There are plenty of reasons to be downbeat about Apple 's June quarter. BlackBerry and Nokia missed their spring quarter volume consensus. Google 's leading partners like HTC and Samsung also fell short of market expectations. IDC is measuring steeper than expected smartphone ASP decline globally. After months of bleak industry news flow, Wall Street consensus for Apple's spring iPhone volume is a cautious 27 M units - down from 37 M units in the March quarter. This is very close to the seasonal decline Apple delivered in 2012, when its phone volumes dropped to 26 M units in the June quarter from 35 M units in the March quarter.
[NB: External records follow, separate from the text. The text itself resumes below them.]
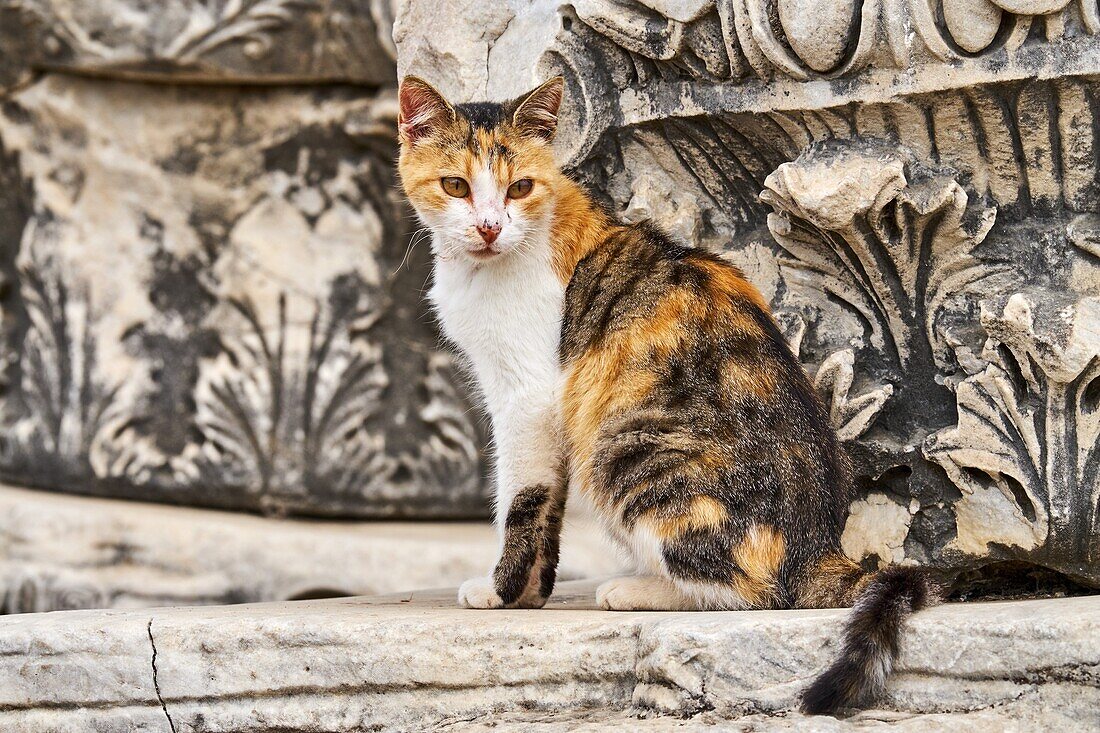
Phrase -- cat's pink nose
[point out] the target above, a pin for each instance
(488, 232)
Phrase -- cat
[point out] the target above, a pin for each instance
(646, 374)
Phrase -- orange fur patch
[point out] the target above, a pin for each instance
(835, 582)
(728, 281)
(759, 556)
(703, 513)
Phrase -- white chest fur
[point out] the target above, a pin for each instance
(506, 318)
However, there is one big difference between 2012 and 2013. During the June quarter of 2012, Apple was catching the upgrade wave from 24 months earlier - the spring of 2010 when only 8 M iPhones were shipped. But in the June quarter of 2013, Apple is catching the upgrades from the spring of 2011, when 20 M iPhones shipped. The difference between drawing from a pool of 8 M potential upgrades and 20 M potential upgrades is substantial. Of course, some of those consumers bought an iPhone sooner, some may buy later and some may switch to other brands. But Apple has high consumer loyalty and upgrading early is expensive. It is worth noting that Verizon just surprised by delivering a big iPhone activation number - possibly aided by an echo of hot Verizon iPhone sales in the spring of 2011.

Market expectations for the iPhone volume are particularly dim, because news from the smartphone front have been nearly uniformly bleak after commentary from BlackBerry, HTC, Nokia and Samsung. The global iPhone boom of spring 2011 creates a springboard for an echo boomlet 24 months later, even if consumers have started growing bored with the iPhone range. But there is also another factor that could help AAPL share price. Investors know that the company is about to launch two new phones for the first time in the company history, one of them a budget device. That anticipation might give AAPL room to bounce on a moderate iPhone volume surprise even if the gross margins and iPad volume are soft.